Not to mention, anyone pouring a drink is expected to have certification.

“He can’t even serve himself a beer because he doesn’t have a food handler’s license,” Burch said about one of the members in the Post. “And he has a Medal of Honor.”

This all started about two years ago, Burch said, when an inspector told him the location needed to file for a food establishment license because it serves ice.

When Burch got a food establishment license, inspectors told him he needed food handlers’ licenses.

After he got a food handler’s license, they told him he would be held to the same standards as restaurants in the city.

It’s gotten so bad, Burch said, that inspectors threatened to shut down the post when he told them he didn’t have authorization to unlock a gun cabinet for them to search.

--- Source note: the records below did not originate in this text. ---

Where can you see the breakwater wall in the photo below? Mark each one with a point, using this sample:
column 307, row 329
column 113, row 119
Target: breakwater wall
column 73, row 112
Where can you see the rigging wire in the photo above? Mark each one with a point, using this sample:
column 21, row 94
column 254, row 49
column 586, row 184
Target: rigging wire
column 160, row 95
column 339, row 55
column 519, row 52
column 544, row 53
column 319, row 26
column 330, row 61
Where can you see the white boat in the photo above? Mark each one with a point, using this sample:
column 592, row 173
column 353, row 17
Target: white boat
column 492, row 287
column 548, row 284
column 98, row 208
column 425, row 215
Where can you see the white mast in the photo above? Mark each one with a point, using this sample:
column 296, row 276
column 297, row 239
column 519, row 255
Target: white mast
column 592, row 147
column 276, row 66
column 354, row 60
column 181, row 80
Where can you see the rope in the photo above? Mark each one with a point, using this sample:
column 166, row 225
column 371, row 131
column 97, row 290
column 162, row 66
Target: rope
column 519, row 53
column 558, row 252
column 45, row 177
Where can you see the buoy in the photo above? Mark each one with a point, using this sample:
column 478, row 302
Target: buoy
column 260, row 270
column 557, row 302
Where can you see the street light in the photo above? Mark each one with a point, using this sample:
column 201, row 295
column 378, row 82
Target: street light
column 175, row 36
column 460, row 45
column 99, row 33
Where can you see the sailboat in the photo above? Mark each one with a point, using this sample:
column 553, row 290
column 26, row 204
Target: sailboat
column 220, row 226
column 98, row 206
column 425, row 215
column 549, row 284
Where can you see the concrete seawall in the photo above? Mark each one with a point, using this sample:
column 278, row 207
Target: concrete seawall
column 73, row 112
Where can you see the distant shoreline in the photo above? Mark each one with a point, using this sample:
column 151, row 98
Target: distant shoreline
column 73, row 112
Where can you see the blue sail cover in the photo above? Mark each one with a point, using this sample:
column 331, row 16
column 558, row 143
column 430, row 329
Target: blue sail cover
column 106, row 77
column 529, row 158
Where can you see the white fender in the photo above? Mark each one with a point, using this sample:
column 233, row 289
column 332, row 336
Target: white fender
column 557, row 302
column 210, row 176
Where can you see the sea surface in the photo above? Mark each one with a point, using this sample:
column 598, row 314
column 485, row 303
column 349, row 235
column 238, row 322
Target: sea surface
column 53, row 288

Now it’s come to a head, with almost $5,000 owed, local politicians are stepping in with legislation and encouraging Burch to stand his ground by not paying the fines.

State Senator Joe Addabbo (D-Howard Beach) and Assemblyman Michael Miller (D-Woodhaven) have introduced a bill on the state level that would give veterans posts 120 days to correct health violations before any fine is levied.

“Groups like the American Legion serve an incredibly important role for our veterans – giving them a voice, a presence, camaraderie, and a vital network of social and support services,” Addabbo said in a statement. “Veterans have already paid their debt to the city and nation. They should be treated with respect, and differently, from other establishments.”

Meanwhile, Councilwoman Karen Koslowitz (D-Forest Hills) is fighting on the city level.

She plans on introducing legislation exempting religious, fraternal and charitable organizations from getting food handlers’ licenses if they don’t actually prepare food there.

This would lift an undue burden on establishments like the Forest Hills post, a spokesman for Koslowitz said.

Congressman Bob Turner (R-Queens) has even been in touch with Burch. Turner recently awarded a Bronze Star to one of the post’s 300 members and said a call to his office should’ve been one of the first Burch made.

The chairman is worried this isn’t an isolated incident though and veterans throughout the city could be suffering the same fate he is but without the help.

“What I say is that I know everybody and [the city is still] doing it to me. What about the poor veteran who doesn’t have the connections I have?” Burch asked.

The Department of Health and Mental Hygiene maintains that it’s just following policy and requiring a food service permit the same way it would anywhere else that serves food or drinks.

“The American Legion is full of heroes who put their lives on the line to defend democracy, but they must still have a permit, allow inspections and pay fines,” Chanel Caraway, a deputy press secretary said.

Department representatives did not answer whether there are other American Legion Posts in the city graded the same way, but there were no others listed in their online restaurant database.

There was also a single Veterans of Foreign Wars establishment listed with an A grade.

Burch said he isn’t trying to skirt fines, he simply feels trapped and tricked by the city because he continually followed directions but was always penalized for something new.

“We’re in rough shape right now,” he said. “We’re waiting for what’s going to happen next.”

It’s new for him, feeling alienated from his own establishment, he said.

“I’ve been here for 25 years, and in 25 years I’ve never had it,” Burch said. “It’s discouraging, you know?”